The answer lies with your oncologist. Always be sure to coordinate regular veterinary care with chemotherapy and to ask your oncologist (as well as your regular vet) about possible drug reactions/interactions. Your oncologist may suggest a different drug, or adjust the timing of giving it. We were always careful to ask, but I can’t recall that in Berry’s case any routine non-chemotherapy drug created a problem for him or his chemotherapy. However, we were instructed not to give Berry’s heartworm pill or a flea and tick treatment until at least 48 hours after a chemotherapy treatment was completed. During his chemotherapy, Berry received Baytril (campylobactor, diarrhea and blood in urine), Cephalexan (hot spots) Tri-top (hot spots), Ivermectin (scabies), Interceptor (heartworm), and Frontline(flea and tick), and Phenylpropanolamine (incontinence).

A related issue is whether to have unrelated surgery performed on your dog while he is in chemotherapy. This is a touchy question that I would answer differently today than a year ago. If the surgery is essential, you may have no choice. But more elective surgery is a harder call, and the costs and benefits should be weighed very carefully.

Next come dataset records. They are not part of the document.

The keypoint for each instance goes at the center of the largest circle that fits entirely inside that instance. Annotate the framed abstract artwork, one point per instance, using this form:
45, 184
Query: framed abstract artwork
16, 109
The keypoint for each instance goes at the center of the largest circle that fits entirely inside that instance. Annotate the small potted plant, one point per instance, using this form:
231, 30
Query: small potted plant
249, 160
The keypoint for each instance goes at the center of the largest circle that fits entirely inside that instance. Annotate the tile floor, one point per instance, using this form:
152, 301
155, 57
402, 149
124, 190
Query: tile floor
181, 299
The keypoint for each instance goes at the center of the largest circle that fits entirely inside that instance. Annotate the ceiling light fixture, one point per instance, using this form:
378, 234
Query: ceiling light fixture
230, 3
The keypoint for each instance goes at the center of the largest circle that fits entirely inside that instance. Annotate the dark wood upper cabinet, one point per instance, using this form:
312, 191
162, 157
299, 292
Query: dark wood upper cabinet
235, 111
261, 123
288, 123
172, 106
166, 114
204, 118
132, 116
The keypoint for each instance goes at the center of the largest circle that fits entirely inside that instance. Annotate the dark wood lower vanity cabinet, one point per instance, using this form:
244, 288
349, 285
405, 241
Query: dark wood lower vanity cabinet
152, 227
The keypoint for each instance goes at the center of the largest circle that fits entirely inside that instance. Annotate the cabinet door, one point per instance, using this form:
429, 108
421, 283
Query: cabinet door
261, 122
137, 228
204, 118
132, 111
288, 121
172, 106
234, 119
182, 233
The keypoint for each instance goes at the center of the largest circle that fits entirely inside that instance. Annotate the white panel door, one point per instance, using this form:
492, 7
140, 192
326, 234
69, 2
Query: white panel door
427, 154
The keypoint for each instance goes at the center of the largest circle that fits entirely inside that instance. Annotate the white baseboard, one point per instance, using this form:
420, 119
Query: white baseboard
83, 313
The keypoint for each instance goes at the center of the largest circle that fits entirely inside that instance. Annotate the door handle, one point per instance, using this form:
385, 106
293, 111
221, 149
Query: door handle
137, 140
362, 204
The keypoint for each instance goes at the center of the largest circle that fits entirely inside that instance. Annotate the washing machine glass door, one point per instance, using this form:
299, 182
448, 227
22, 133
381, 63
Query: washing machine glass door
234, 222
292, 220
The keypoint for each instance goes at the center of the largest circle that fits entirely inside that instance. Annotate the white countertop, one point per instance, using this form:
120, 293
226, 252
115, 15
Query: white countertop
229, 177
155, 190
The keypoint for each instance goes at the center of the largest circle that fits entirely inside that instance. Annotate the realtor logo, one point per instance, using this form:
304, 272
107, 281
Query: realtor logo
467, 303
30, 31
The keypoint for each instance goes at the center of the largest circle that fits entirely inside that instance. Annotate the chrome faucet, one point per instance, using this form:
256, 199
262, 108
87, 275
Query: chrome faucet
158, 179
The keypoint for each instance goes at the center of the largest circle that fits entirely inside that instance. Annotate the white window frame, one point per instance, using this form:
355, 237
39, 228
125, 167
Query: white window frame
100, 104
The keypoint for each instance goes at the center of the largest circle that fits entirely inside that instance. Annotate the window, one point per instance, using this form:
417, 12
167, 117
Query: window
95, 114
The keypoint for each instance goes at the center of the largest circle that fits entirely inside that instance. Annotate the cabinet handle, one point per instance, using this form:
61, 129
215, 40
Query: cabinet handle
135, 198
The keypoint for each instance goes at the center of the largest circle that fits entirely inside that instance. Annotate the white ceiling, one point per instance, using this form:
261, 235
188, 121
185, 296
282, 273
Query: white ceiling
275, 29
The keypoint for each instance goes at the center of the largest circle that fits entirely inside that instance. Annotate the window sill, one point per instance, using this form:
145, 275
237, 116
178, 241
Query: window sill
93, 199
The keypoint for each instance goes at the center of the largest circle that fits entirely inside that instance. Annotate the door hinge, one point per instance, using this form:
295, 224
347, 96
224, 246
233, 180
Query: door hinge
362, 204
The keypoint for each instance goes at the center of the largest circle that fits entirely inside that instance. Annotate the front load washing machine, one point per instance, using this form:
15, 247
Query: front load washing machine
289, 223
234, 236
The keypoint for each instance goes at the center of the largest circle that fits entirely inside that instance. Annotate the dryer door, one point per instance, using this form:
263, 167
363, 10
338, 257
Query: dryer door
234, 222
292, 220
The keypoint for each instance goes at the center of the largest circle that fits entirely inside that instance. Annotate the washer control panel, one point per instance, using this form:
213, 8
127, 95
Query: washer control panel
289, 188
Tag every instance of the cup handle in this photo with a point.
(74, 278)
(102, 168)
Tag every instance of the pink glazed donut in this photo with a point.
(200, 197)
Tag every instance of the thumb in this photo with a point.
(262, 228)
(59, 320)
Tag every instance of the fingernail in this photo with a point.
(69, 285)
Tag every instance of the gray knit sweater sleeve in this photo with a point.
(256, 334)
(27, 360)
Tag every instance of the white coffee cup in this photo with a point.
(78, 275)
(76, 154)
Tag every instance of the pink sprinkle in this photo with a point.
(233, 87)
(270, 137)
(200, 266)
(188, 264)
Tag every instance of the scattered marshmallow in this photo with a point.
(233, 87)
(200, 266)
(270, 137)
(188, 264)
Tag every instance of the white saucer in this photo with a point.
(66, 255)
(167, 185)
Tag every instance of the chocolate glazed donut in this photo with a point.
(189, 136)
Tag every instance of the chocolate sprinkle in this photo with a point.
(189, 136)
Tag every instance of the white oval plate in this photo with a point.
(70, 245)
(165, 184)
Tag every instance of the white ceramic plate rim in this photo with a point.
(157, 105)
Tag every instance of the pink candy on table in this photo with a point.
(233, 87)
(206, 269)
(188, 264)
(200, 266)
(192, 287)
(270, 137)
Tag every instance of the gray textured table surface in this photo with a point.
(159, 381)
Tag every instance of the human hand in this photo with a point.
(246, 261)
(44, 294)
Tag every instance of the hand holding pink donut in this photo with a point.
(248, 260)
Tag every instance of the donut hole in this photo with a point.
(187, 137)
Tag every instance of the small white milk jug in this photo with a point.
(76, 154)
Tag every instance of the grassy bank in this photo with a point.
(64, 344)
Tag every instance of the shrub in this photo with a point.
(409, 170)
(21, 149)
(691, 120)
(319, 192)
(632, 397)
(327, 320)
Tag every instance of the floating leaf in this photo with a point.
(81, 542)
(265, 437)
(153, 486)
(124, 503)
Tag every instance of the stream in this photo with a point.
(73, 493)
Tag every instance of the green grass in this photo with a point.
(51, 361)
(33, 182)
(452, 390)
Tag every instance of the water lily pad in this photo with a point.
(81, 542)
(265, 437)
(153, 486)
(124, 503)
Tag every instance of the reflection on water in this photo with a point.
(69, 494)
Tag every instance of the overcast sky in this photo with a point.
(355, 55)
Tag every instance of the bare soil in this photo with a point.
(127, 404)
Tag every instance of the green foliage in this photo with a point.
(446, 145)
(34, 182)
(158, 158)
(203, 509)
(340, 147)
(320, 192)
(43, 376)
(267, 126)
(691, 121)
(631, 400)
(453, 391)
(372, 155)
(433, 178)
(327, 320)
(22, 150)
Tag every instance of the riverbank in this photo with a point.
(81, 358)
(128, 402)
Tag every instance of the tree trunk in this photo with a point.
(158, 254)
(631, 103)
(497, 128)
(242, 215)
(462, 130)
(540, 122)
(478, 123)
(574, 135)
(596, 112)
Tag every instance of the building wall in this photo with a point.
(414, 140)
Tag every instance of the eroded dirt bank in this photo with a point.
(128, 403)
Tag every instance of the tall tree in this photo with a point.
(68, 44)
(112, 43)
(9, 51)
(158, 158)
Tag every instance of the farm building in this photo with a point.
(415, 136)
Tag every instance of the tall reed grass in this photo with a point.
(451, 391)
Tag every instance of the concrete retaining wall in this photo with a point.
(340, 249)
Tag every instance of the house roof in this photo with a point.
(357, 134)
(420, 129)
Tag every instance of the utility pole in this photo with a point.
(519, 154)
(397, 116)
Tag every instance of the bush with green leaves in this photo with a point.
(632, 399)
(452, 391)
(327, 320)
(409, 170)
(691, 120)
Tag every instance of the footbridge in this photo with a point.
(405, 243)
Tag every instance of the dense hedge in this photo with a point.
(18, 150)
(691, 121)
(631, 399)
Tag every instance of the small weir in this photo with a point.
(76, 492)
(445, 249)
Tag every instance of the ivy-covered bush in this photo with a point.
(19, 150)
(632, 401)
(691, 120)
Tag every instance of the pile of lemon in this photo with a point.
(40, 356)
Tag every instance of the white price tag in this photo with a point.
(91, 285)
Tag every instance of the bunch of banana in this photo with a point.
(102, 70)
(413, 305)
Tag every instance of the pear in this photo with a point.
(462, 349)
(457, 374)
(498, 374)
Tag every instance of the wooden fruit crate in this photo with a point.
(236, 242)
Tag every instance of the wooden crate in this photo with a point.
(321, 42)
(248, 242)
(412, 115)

In February 2003, Berry had a small but growing non-malignant cyst removed from his eyelid and that went fine. But in the summer of 2003, we were faced with deciding whether or not to remove an ambiguous growth believed to be a spindle cell tumor, possibly cancerous, or pre-cancerous, on his elbow. We decided to proceed based on the idea that, if not removed, the tumor might spread locally (in a complicated area without "extra" tissue), or spread (metastacize) elsewhere. Berry seemed ok, although a little lethargic, and his blood values, etc. being measured by Oncology, were ok. We didn’t realize he was already failing.

While successful in removing the tumor, the surgery turned out to be much more invasive than we had understood— a large incision in a difficult area, and involving parts of the lymph system in his armpit. After the surgery, Berry expended precious resources trying to recover, had several trips to the Emergency Service, and he went into a rapid decline. His blood values declined rapidly and he never was able to receive chemotherapy again.

Hindsight is a great teacher. Today, we would try to be more deliberate and weigh the possible benefits against the risks. We would try to have a much clearer understanding of whether the tumor was likely to spread (or to have spread already – we later found two similar structures on his other side), and in what time period. If, for example, it was likely to take six months or a year for the tumor to create other problems, the odds were that Berry’s third remission wouldn’t last that long. So the risks on the other side were that the surgery itself would result in problems, or that even doing the surgery would not help. Berry was in his third round of treatment, and we knew that, for whatever reason, he was struggling somewhat. Pat, whose cat was also treated at VHUP, had a similar experience with a surgery.